The use of genomic sequencing could predict the likelihood that patients with gastric cancer will benefit from chemotherapy or immunotherapy.
Gastric cancer (also known as stomach cancer) can be found anywhere in the stomach, and symptoms include difficulty swallowing, weight loss and indigestion. The risk of gastric cancer includes being older or overweight and smoking.
“Gastric cancer is among the leading causes of cancer-related death worldwide,” said Tae Hyun Hwang, PhD, the Florida Department of Health cancer chair at Mayo Clinic Cancer Center in Florida. Dr Hwang said most patients with gastric cancer are treated with chemotherapy, and sometimes immunotherapy, as part of their treatment plan. However, not all patients with gastric cancer derive benefit from these therapies.
“We sought to use genomic sequencing to build a model that predicts the likelihood that a patient will derive benefit from chemotherapy or immunotherapy,” said Dr Hwang.
The study is published in Nature Communications.
Treating gastric cancer
Gastric cancer can be treated in many ways; this study draws whether gastric cancer patients will benefit from chemotherapy or immunotherapy. Chemotherapy uses medicines to kill cancer cells, using cytotoxic drugs. Immunotherapy uses the immune system to fight cancer. It works by helping the immune system recognise and attack cancer cells.
To build this model, Dr Hwang and his team developed and implemented a machine learning algorithm that integrated genetic data from more than 5,000 patients. Next, the team developed a molecular signature consisting of 32 genes that could be used to guide patient care decisions.

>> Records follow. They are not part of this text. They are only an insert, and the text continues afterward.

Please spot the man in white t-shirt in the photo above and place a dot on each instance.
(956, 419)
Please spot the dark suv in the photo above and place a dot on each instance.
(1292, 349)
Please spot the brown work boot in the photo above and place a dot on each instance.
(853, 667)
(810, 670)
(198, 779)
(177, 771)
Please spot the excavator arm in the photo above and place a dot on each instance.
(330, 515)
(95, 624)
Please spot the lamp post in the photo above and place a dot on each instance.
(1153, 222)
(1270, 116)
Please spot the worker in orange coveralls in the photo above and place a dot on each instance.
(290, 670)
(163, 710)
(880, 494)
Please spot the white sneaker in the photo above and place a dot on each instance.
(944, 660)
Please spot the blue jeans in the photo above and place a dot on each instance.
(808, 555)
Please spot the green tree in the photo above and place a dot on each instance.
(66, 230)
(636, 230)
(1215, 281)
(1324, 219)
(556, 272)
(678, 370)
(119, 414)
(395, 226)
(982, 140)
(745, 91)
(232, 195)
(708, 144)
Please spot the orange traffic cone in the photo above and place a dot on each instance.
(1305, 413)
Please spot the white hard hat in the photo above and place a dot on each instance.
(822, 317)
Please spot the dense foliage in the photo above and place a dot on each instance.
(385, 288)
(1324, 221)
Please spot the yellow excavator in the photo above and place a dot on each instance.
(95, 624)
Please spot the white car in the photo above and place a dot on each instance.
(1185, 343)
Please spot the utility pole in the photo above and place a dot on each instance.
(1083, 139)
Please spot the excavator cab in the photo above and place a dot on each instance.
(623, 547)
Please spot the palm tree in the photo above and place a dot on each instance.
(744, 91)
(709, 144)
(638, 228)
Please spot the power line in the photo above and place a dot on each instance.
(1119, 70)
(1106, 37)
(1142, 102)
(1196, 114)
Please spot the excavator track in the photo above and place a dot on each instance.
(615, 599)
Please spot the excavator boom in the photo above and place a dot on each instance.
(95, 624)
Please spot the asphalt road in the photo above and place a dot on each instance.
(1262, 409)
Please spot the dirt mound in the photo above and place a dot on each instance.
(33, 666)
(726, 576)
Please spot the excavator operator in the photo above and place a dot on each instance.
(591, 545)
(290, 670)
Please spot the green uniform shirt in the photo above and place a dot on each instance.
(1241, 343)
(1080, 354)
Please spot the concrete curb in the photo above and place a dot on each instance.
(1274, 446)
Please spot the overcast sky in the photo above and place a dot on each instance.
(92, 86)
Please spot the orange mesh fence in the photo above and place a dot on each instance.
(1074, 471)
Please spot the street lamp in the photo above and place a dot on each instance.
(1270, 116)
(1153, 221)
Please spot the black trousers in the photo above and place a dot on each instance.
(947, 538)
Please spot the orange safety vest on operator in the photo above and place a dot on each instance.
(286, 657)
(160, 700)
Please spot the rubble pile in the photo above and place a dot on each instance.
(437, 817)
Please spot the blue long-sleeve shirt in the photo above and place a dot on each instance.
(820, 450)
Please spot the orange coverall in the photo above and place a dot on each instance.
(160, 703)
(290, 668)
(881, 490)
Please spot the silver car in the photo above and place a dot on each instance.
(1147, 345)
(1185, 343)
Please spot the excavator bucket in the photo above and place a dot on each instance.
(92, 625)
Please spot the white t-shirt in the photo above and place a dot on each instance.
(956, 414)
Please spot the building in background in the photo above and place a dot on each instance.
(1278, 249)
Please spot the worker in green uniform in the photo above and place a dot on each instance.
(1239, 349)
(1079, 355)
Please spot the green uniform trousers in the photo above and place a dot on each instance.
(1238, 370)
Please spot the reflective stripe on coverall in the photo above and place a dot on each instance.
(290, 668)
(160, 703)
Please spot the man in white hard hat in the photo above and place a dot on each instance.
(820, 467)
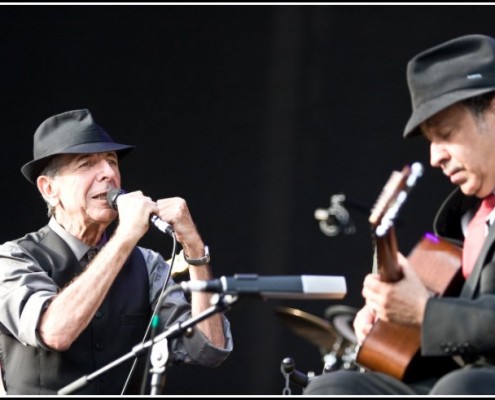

“We were pleased that our 32-gene signature provided not only prognostic information but also predicted patient benefit from chemotherapy and immunotherapy,” said Dr Hwang. “In particular, we were surprised that the 32-gene signature we identified was able to predict a patient’s response to immunotherapy because identifying reliable biomarkers for immunotherapy response in patients with gastric cancer has been a challenge for the field.”
Dr Hwang explained that the 32-gene molecular signature still needs prospective validation, but he believes it eventually will be able to identify patients who are likely to respond to chemotherapy and immunotherapy.
“Similarly, we would also be able to identify patients who are unlikely to benefit from chemotherapy and immunotherapy, thereby sparing them the potential side effects of these therapies,” said Dr Hwang.
Dr Hwang and his team also are working to develop new assays based on the expression level of a single ― or several ― genes to make biomarkers more accessible and easily deployed in the clinical setting.
“We are working on artificial intelligence algorithms that utilise diagnostic histopathology images to identify patients most likely to derive benefit from immunotherapy,” said Dr Hwang. “We are also studying the molecular mechanisms of immunotherapy resistance made available by the machine learning and artificial intelligence approaches that we have developed in our lab.”